POLITIK
27/11/2015 12:03 CET | Aktualisiert 27/11/2015 12:04 CET

von der Leyen: "Deutschland steht im Fadenkreuz des Terrors"

dpa

Verteidigungsministerin Ursula von der Leyen (CDU) sieht bei dem geplanten Syrieneinsatz Risiken für Deutschland. Auf die Frage nach der Möglichkeit eines Abschusses deutscher «Tornado»-Aufklärungsflugzeuge sagte sie dem ZDF-«heute journal»: «Die Risiken sind da. Das ist ein gefährlicher Einsatz, ganz ohne Zweifel.» Die bereits bestehende Anti-IS-Koalition habe aber seit einem Jahr bei ihren Luftangriffen keine Flugzeuge verloren.

Außerdem sagte sie in einem Interview mit dem Handelsblatt außerdem über die Stärke der Terrororganisation:

"Die Attacken in Europa sind leider kein Zeichen der Schwäche. Viele Attentäter wurden in Syrien und im Irak ausgebildet. Wir müssen den IS ernst nehmen und uns darauf einstellen, dass der Kampf länger dauert. Es gibt aber auch keinen Grund, uns einschüchtern zu lassen. Wir haben jetzt mehrfach gesehen: Der IS ist besiegbar!"

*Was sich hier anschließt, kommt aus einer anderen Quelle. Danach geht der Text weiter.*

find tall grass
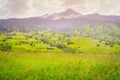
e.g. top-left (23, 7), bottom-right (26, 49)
top-left (0, 52), bottom-right (120, 80)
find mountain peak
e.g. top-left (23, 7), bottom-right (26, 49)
top-left (65, 8), bottom-right (76, 12)
top-left (41, 8), bottom-right (81, 20)
top-left (61, 8), bottom-right (80, 15)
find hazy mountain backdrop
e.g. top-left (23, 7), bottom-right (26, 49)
top-left (0, 9), bottom-right (120, 32)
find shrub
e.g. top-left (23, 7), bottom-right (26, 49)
top-left (63, 47), bottom-right (76, 53)
top-left (67, 41), bottom-right (74, 45)
top-left (96, 44), bottom-right (100, 47)
top-left (47, 47), bottom-right (55, 50)
top-left (56, 43), bottom-right (66, 49)
top-left (0, 42), bottom-right (12, 51)
top-left (40, 38), bottom-right (49, 44)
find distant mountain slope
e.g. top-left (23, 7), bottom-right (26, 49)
top-left (0, 9), bottom-right (120, 32)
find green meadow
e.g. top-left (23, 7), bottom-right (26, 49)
top-left (0, 52), bottom-right (120, 80)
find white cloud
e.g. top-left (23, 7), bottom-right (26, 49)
top-left (0, 0), bottom-right (120, 19)
top-left (97, 0), bottom-right (120, 15)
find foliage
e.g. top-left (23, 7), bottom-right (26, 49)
top-left (0, 24), bottom-right (120, 53)
top-left (0, 42), bottom-right (12, 51)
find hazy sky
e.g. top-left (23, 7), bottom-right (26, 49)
top-left (0, 0), bottom-right (120, 19)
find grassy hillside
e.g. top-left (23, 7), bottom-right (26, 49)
top-left (0, 29), bottom-right (120, 53)
top-left (0, 24), bottom-right (120, 80)
top-left (72, 23), bottom-right (120, 45)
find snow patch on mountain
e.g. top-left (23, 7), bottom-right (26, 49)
top-left (41, 9), bottom-right (81, 20)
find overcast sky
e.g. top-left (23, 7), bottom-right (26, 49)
top-left (0, 0), bottom-right (120, 19)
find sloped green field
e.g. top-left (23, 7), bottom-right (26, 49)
top-left (0, 31), bottom-right (119, 54)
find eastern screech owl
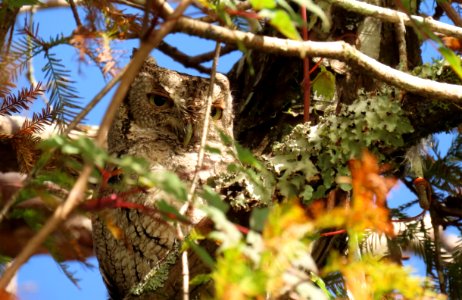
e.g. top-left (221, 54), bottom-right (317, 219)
top-left (92, 58), bottom-right (234, 299)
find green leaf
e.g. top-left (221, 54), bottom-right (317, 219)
top-left (205, 145), bottom-right (222, 154)
top-left (219, 131), bottom-right (233, 146)
top-left (118, 155), bottom-right (150, 175)
top-left (201, 186), bottom-right (229, 213)
top-left (190, 274), bottom-right (213, 286)
top-left (187, 240), bottom-right (216, 269)
top-left (261, 9), bottom-right (302, 41)
top-left (152, 171), bottom-right (188, 202)
top-left (249, 0), bottom-right (276, 10)
top-left (156, 199), bottom-right (190, 223)
top-left (301, 185), bottom-right (313, 201)
top-left (439, 47), bottom-right (462, 80)
top-left (202, 206), bottom-right (242, 248)
top-left (311, 272), bottom-right (335, 299)
top-left (338, 183), bottom-right (352, 191)
top-left (312, 66), bottom-right (335, 100)
top-left (235, 143), bottom-right (262, 169)
top-left (60, 143), bottom-right (80, 155)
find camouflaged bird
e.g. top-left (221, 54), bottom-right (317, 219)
top-left (92, 57), bottom-right (234, 299)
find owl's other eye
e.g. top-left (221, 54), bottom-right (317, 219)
top-left (211, 106), bottom-right (223, 120)
top-left (148, 93), bottom-right (173, 108)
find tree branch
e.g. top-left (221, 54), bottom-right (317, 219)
top-left (157, 41), bottom-right (211, 74)
top-left (328, 0), bottom-right (462, 39)
top-left (68, 0), bottom-right (83, 27)
top-left (166, 14), bottom-right (462, 102)
top-left (157, 41), bottom-right (237, 74)
top-left (20, 0), bottom-right (79, 13)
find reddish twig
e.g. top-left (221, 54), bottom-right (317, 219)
top-left (320, 229), bottom-right (347, 237)
top-left (309, 58), bottom-right (323, 75)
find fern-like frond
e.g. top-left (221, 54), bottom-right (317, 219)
top-left (9, 21), bottom-right (78, 126)
top-left (11, 22), bottom-right (69, 72)
top-left (55, 261), bottom-right (81, 288)
top-left (18, 105), bottom-right (53, 135)
top-left (419, 133), bottom-right (462, 195)
top-left (0, 83), bottom-right (44, 116)
top-left (42, 52), bottom-right (81, 125)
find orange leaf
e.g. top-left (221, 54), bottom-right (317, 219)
top-left (442, 36), bottom-right (462, 52)
top-left (348, 151), bottom-right (396, 235)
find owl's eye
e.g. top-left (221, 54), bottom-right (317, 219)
top-left (148, 93), bottom-right (173, 108)
top-left (211, 106), bottom-right (223, 120)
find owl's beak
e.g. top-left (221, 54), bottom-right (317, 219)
top-left (183, 122), bottom-right (193, 146)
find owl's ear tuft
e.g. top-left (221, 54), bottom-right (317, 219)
top-left (131, 48), bottom-right (157, 66)
top-left (144, 56), bottom-right (157, 66)
top-left (215, 73), bottom-right (229, 89)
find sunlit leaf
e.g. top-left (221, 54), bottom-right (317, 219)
top-left (439, 47), bottom-right (462, 79)
top-left (156, 199), bottom-right (190, 223)
top-left (312, 66), bottom-right (335, 100)
top-left (235, 143), bottom-right (262, 169)
top-left (201, 186), bottom-right (229, 213)
top-left (260, 9), bottom-right (302, 41)
top-left (249, 0), bottom-right (276, 10)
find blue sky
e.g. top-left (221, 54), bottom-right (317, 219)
top-left (11, 2), bottom-right (457, 299)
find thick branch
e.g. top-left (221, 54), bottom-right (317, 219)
top-left (168, 15), bottom-right (462, 102)
top-left (328, 0), bottom-right (462, 39)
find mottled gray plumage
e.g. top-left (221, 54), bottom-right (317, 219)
top-left (92, 58), bottom-right (233, 299)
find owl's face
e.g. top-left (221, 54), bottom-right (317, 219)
top-left (126, 59), bottom-right (233, 150)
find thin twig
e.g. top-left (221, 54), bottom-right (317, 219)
top-left (395, 13), bottom-right (408, 101)
top-left (190, 43), bottom-right (236, 63)
top-left (64, 65), bottom-right (128, 135)
top-left (178, 41), bottom-right (222, 300)
top-left (157, 41), bottom-right (212, 73)
top-left (0, 0), bottom-right (192, 289)
top-left (430, 209), bottom-right (446, 294)
top-left (157, 42), bottom-right (236, 74)
top-left (301, 6), bottom-right (311, 123)
top-left (395, 14), bottom-right (408, 72)
top-left (188, 42), bottom-right (221, 205)
top-left (438, 0), bottom-right (462, 28)
top-left (20, 0), bottom-right (79, 13)
top-left (68, 0), bottom-right (83, 27)
top-left (0, 195), bottom-right (19, 225)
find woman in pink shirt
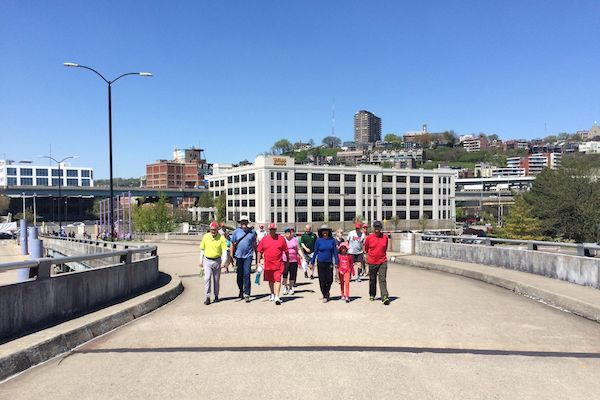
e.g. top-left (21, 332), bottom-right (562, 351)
top-left (282, 227), bottom-right (302, 295)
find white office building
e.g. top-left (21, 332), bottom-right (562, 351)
top-left (207, 156), bottom-right (455, 231)
top-left (579, 141), bottom-right (600, 154)
top-left (0, 160), bottom-right (94, 187)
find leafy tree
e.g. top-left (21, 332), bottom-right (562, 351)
top-left (384, 133), bottom-right (402, 143)
top-left (558, 132), bottom-right (570, 141)
top-left (132, 193), bottom-right (175, 232)
top-left (456, 207), bottom-right (465, 221)
top-left (15, 208), bottom-right (34, 224)
top-left (95, 178), bottom-right (142, 188)
top-left (271, 139), bottom-right (293, 155)
top-left (0, 195), bottom-right (10, 213)
top-left (497, 196), bottom-right (543, 240)
top-left (173, 207), bottom-right (193, 224)
top-left (488, 134), bottom-right (499, 141)
top-left (524, 157), bottom-right (600, 242)
top-left (214, 194), bottom-right (226, 222)
top-left (381, 161), bottom-right (394, 168)
top-left (390, 215), bottom-right (400, 231)
top-left (418, 215), bottom-right (430, 232)
top-left (154, 194), bottom-right (174, 232)
top-left (322, 136), bottom-right (342, 148)
top-left (198, 192), bottom-right (214, 208)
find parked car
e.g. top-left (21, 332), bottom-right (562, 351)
top-left (0, 232), bottom-right (15, 240)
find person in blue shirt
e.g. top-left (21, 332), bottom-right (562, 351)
top-left (230, 215), bottom-right (258, 303)
top-left (311, 224), bottom-right (338, 303)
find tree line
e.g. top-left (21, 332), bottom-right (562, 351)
top-left (498, 154), bottom-right (600, 243)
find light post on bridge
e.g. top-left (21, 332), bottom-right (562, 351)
top-left (38, 155), bottom-right (78, 234)
top-left (64, 62), bottom-right (152, 241)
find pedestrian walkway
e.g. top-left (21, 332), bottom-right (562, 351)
top-left (2, 242), bottom-right (600, 399)
top-left (395, 254), bottom-right (600, 322)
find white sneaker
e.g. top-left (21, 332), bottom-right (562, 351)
top-left (288, 288), bottom-right (294, 295)
top-left (269, 294), bottom-right (275, 301)
top-left (275, 297), bottom-right (281, 305)
top-left (282, 286), bottom-right (288, 295)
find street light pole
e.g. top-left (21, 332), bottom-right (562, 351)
top-left (64, 62), bottom-right (152, 241)
top-left (38, 155), bottom-right (77, 234)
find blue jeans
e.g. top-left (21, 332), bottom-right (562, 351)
top-left (236, 257), bottom-right (253, 296)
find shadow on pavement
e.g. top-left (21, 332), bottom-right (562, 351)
top-left (281, 296), bottom-right (304, 303)
top-left (291, 289), bottom-right (315, 294)
top-left (71, 346), bottom-right (600, 359)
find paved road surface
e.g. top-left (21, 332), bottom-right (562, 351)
top-left (2, 242), bottom-right (600, 399)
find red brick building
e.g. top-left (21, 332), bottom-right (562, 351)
top-left (145, 148), bottom-right (212, 207)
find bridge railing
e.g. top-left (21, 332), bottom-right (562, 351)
top-left (0, 237), bottom-right (160, 342)
top-left (420, 234), bottom-right (600, 257)
top-left (0, 244), bottom-right (157, 279)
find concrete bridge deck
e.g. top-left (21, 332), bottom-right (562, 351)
top-left (2, 242), bottom-right (600, 399)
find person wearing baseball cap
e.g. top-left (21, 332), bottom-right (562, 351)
top-left (256, 223), bottom-right (289, 305)
top-left (199, 221), bottom-right (228, 305)
top-left (363, 220), bottom-right (391, 305)
top-left (230, 215), bottom-right (257, 303)
top-left (347, 222), bottom-right (367, 282)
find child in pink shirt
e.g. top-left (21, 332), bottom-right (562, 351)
top-left (337, 243), bottom-right (354, 303)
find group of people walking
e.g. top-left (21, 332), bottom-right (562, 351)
top-left (198, 216), bottom-right (391, 306)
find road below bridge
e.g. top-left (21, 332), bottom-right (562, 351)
top-left (2, 242), bottom-right (600, 399)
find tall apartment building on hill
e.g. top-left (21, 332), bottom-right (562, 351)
top-left (354, 110), bottom-right (381, 144)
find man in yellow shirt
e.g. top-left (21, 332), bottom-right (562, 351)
top-left (199, 221), bottom-right (228, 305)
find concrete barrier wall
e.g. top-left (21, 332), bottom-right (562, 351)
top-left (415, 240), bottom-right (600, 289)
top-left (0, 257), bottom-right (159, 341)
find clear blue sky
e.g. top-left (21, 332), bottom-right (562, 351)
top-left (2, 1), bottom-right (599, 178)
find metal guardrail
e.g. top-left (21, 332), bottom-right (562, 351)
top-left (419, 234), bottom-right (600, 257)
top-left (0, 238), bottom-right (157, 280)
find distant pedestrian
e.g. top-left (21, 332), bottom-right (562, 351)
top-left (364, 220), bottom-right (390, 305)
top-left (199, 221), bottom-right (228, 305)
top-left (361, 223), bottom-right (369, 276)
top-left (347, 222), bottom-right (366, 282)
top-left (256, 224), bottom-right (267, 243)
top-left (255, 224), bottom-right (267, 266)
top-left (224, 232), bottom-right (233, 273)
top-left (230, 215), bottom-right (257, 303)
top-left (333, 228), bottom-right (345, 283)
top-left (337, 242), bottom-right (354, 302)
top-left (311, 224), bottom-right (338, 303)
top-left (282, 227), bottom-right (302, 295)
top-left (299, 224), bottom-right (317, 279)
top-left (334, 228), bottom-right (345, 246)
top-left (256, 223), bottom-right (289, 305)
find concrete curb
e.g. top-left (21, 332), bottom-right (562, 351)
top-left (0, 275), bottom-right (184, 382)
top-left (391, 256), bottom-right (600, 324)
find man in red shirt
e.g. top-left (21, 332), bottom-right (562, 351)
top-left (256, 223), bottom-right (289, 305)
top-left (364, 220), bottom-right (390, 305)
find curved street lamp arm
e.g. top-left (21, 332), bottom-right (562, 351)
top-left (40, 155), bottom-right (59, 164)
top-left (111, 72), bottom-right (144, 84)
top-left (76, 65), bottom-right (110, 84)
top-left (39, 155), bottom-right (76, 164)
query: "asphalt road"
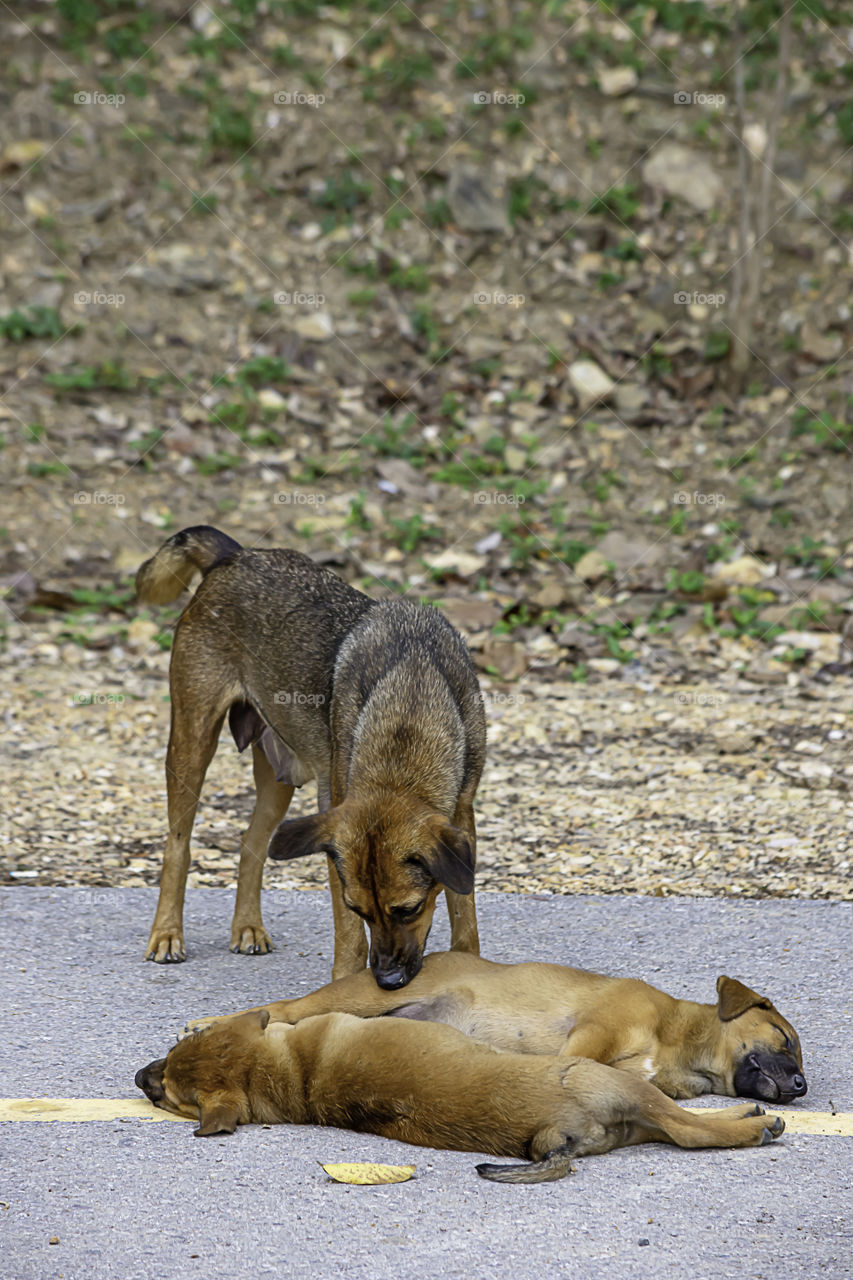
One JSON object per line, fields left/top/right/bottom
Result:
{"left": 1, "top": 887, "right": 851, "bottom": 1280}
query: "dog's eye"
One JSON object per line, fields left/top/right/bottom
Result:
{"left": 390, "top": 902, "right": 423, "bottom": 922}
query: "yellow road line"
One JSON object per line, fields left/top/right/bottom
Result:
{"left": 0, "top": 1098, "right": 190, "bottom": 1122}
{"left": 0, "top": 1099, "right": 850, "bottom": 1134}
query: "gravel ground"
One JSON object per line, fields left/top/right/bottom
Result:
{"left": 4, "top": 613, "right": 851, "bottom": 901}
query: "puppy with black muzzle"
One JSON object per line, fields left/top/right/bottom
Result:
{"left": 136, "top": 1010, "right": 785, "bottom": 1184}
{"left": 136, "top": 526, "right": 486, "bottom": 988}
{"left": 183, "top": 953, "right": 807, "bottom": 1104}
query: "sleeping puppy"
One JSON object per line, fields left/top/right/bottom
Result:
{"left": 182, "top": 952, "right": 807, "bottom": 1104}
{"left": 136, "top": 1008, "right": 784, "bottom": 1184}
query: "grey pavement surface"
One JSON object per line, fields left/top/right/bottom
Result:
{"left": 1, "top": 887, "right": 851, "bottom": 1280}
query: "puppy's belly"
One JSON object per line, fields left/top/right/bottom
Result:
{"left": 388, "top": 997, "right": 573, "bottom": 1054}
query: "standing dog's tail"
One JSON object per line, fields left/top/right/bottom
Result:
{"left": 475, "top": 1143, "right": 577, "bottom": 1185}
{"left": 136, "top": 526, "right": 243, "bottom": 604}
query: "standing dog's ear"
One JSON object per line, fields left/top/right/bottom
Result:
{"left": 194, "top": 1093, "right": 241, "bottom": 1137}
{"left": 716, "top": 976, "right": 774, "bottom": 1021}
{"left": 422, "top": 823, "right": 475, "bottom": 895}
{"left": 267, "top": 813, "right": 338, "bottom": 862}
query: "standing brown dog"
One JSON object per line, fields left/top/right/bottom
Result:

Laut von der Leyen ist es aber kein Krieg. Anders als der französische Präsident François Hollande und Bundespräsident Joachim Gauck nach den Anschlägen von Paris wollte sie aber nicht von einem Krieg sprechen. «Denn hier prallen ja nicht zwei Staaten aufeinander», sagte sie in den ARD-«Tagesthemen». «Das ist ein bewaffneter Konflikt. Und es ist ein sehr harter Kampf gegen die Terrorbande IS.»

Auf die Frage nach einer nun möglicherweise erhöhten Terrorgefahr in Deutschland sagte die Ministerin: «Die bittere Wahrheit ist, dass der IS unmissverständlich ja bereits klar gemacht hat, dass auch Deutschland in seinem Fadenkreuz steht.» Für einen Erfolg der Strategie braucht es nach ihren Worten dreierlei: die Luftangriffe, den Einsatz einheimischer Bodentruppen und eine diplomatische Lösung für Syrien.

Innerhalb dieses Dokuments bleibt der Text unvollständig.